Chapter VIII.—Author’s Story Continued.
CHANGES IN LOVERING.
Two years had passed since Annie sat with Jack in “our room” at The Plateau and read the letter which came so near wrecking his life, and now it was the day before Thanksgiving and she was alone in the great silent house. Katy, Paul and Jack were all gone, and only the memory of what had been was left to keep her company. It was nearly six months since Katy left for Europe with Miss Errington, who had had the young girl with her much of the time since Fanny’s marriage and had given her the best musical instruction in Washington. Miss Errington, who had no particular prejudice against the stage, and who believed that a pure good woman could be as good and pure there as elsewhere, had not at first discouraged Katy’s leaning towards it. This was before she knew her well and understood how simple-hearted and innocent and trustful she was; believing everyone to be what he seemed, and how she recoiled from every thing like deception or sham or unpleasant familiarity. Such a girl was not fitted for the stage, where she must at times come in contact with much that would shock her refined and sensitive nature. And when Miss Errington came to understand this she changed her tactics and very quietly threw her influence the other way. But the seed had been sown and Katy never listened to a prima donna that she did not feel a desire to stand in her place and see what she could do towards moving the crowd as Nilsson and others moved it. For the theatre and its plays she did not care. The opera was her ambition, and she believed she could fill the largest house in the world and scarcely feel the effort.
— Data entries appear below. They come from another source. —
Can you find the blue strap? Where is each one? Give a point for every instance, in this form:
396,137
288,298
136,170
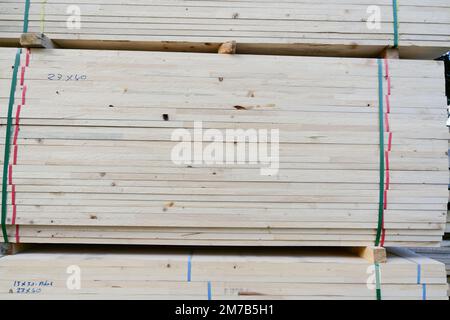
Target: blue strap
381,155
395,16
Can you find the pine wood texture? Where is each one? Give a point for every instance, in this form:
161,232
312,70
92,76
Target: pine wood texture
137,273
93,150
308,27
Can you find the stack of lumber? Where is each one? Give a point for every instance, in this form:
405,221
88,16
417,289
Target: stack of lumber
202,274
340,28
441,254
91,162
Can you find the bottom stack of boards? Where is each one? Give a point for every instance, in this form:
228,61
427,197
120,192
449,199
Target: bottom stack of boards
440,254
200,274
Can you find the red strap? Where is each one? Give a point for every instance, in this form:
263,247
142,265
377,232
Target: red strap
17,234
13,220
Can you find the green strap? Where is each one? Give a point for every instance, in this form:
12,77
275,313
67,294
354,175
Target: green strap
381,171
8,145
378,280
25,16
395,13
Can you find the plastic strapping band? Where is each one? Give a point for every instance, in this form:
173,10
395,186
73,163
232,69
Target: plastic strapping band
17,234
8,146
42,18
378,280
209,291
189,268
419,274
381,171
25,16
395,13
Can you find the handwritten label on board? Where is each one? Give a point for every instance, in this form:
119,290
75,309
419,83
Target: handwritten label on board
66,77
30,287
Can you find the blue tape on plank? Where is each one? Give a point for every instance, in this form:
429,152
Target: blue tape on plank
189,267
209,291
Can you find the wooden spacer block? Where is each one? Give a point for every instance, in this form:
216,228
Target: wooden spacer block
14,248
228,47
36,40
372,254
390,53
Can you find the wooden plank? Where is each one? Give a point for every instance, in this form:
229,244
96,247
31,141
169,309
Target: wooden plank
92,159
135,273
260,27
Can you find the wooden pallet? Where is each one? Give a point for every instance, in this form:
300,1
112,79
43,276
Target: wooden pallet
200,274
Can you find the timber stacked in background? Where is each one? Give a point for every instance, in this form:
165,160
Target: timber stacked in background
91,149
307,27
201,274
93,161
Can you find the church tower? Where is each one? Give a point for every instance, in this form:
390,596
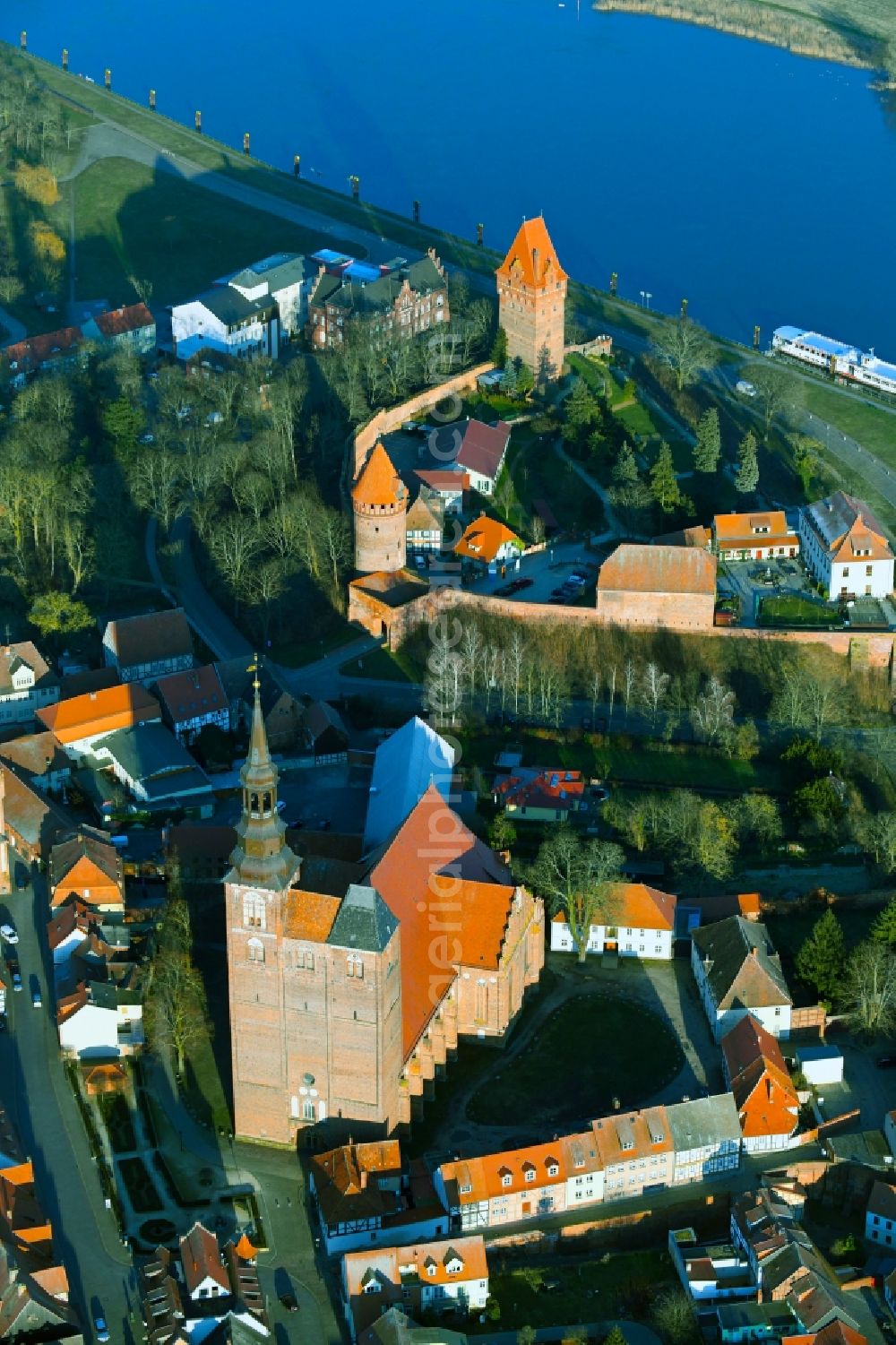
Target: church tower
531,300
257,885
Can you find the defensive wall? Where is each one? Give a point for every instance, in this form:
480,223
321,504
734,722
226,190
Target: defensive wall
394,623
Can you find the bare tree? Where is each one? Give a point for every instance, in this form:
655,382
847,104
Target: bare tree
869,990
686,349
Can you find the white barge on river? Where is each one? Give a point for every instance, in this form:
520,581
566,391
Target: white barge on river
840,361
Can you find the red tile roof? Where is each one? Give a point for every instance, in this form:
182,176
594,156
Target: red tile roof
635,568
435,856
121,320
531,255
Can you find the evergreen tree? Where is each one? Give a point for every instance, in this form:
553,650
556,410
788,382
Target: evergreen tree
884,927
625,469
823,958
747,478
663,485
708,447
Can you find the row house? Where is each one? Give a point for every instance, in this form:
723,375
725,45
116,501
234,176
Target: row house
619,1157
407,301
638,921
145,647
845,547
739,972
365,1196
754,537
440,1277
758,1076
27,684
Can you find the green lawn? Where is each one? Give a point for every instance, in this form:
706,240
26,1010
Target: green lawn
592,1051
614,1285
794,609
641,765
132,220
380,665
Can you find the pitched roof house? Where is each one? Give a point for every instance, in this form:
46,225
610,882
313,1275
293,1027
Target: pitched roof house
86,867
148,647
636,921
80,722
26,684
487,542
761,1082
428,1277
739,972
668,587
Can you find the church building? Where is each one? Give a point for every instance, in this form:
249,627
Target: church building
351,982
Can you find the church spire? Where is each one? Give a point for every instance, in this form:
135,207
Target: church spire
262,857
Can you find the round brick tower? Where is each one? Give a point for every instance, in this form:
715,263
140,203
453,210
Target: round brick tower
380,506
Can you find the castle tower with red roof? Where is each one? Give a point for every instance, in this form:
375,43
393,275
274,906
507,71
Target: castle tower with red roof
531,300
380,507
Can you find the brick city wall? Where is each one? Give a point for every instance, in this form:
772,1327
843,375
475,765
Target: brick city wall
393,418
397,623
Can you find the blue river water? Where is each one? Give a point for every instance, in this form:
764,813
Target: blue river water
759,185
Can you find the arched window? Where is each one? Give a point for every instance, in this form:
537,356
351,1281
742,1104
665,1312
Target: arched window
254,910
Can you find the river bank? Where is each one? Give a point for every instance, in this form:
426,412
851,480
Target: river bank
802,29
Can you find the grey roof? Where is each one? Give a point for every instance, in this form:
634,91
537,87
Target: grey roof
230,306
742,966
423,276
836,515
705,1121
364,921
404,767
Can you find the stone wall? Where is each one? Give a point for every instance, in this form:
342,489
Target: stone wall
393,418
394,625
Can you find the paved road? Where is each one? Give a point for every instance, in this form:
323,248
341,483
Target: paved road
34,1087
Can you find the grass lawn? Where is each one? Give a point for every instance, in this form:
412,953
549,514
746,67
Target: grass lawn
590,1051
794,609
381,666
614,1285
132,220
639,765
139,1185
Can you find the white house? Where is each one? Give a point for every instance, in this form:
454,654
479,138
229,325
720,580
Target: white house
283,279
426,1278
737,972
223,319
845,547
26,684
99,1022
641,923
880,1215
204,1274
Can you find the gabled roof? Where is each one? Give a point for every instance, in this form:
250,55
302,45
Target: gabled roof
742,967
201,1259
378,485
531,255
150,638
636,568
188,695
99,711
483,539
461,867
120,320
407,763
364,921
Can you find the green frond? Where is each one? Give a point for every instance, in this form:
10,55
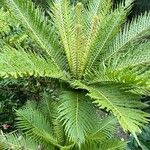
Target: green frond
49,109
19,63
68,21
35,126
15,141
108,29
113,144
131,32
134,56
40,28
107,144
77,115
124,105
104,129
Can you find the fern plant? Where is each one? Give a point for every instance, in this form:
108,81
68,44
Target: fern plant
93,57
40,123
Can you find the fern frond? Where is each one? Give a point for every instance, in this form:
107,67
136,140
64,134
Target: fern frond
124,105
134,56
113,144
131,32
35,126
106,128
77,115
40,28
107,31
19,63
49,109
68,21
17,142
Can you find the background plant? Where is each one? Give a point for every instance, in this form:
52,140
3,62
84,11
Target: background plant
81,73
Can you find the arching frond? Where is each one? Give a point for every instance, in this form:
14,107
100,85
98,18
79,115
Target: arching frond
77,115
105,128
124,105
17,142
131,32
135,55
49,109
40,28
108,29
19,63
35,126
113,144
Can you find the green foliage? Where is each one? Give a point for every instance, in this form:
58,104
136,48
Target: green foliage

Several times she had sung at receptions, and once in public with other amateurs for some charitable object, and as she heard the bursts of applause which greeted her, and received the quantities of flowers thrown at her feet, she thought, “If this is what it is to be a public singer it must be delightful.” Then she remembered Carl’s words, “I would rather see you dead than on the stage.”
Fan had said the same, but her saying was not quite like Carl’s. “And yet he is nothing to me that I should care for his opinion,” she thought, knowing the while that she did care, and that the most thunderous applause that ever shook the Grand Opera House in Paris, or Berlin, or Naples, would be nothing to her if Carl’s approval were withheld. She had met him once or twice during her winter in Washington, and his attentions had been so loverlike that Miss Errington had said to her, “Carl Haverleigh will propose to you if he has a chance.”
“I shall not give it to him; for if I did and accepted him he would forget me in a month,” was Katy’s answer.